The dynamics for any moves for political independence in the 21st century are very different from those of the 20th. The aspirations of former colonies to independence are grinding to a halt; the rationale for selfdetermination is increasingly driven by strategic and pragmatic economic arguments, and not so much by nationalist appeals. Meanwhile, creative governance, fiscal vicissitudes and membership of supra-national bodies have ushered in examples of 'sovereign states' that approximate suzerain entities. Are independence movements active today aspiring to a different kind of sovereignty from their 20th century predecessors, one that secures autonomy at home, but which maintains a special relationship with a larger, richer, country? This collection critically reviews the origins, policies and aspirations of independence movements from the world's subnational island jurisdictions, where a distinct and separate geography tends to facilitate the emergence of an equally distinct political and cultural identity. These island territories are the world's top candidates for achieving sovereign status. And yet various factors are preventing them from making the final push towards independence.

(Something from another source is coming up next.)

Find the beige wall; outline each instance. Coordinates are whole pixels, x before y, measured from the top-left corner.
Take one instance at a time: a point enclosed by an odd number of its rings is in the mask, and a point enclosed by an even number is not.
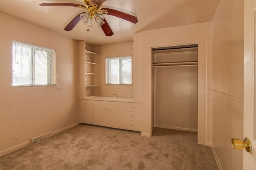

This book was originally published as a special issue of Commonwealth and Comparative Politics
About the Author:
Eve Hepburn (PhD, European University Institute, Florence) is Deputy Director of the Academy of Government and Senior Lecturer in Politics and International Relations, University of Edinburgh, Scotland, U. K.; Co-Editor of the Journal of Regional & Federal Studies; and Co-Convenor of the European Consortium for Political Research Standing Group on Federalism and Regionalism.
Godfrey Baldacchino (PhD, Warwick, UK) is Canada Research Chair (Island Studies) at the University of Prince Edward Island, Canada; Visiting Professor of Sociology at the University of Malta, Malta; Executive Editor, Island Studies Journal; and Vice-President, International Small Islands Studies Association.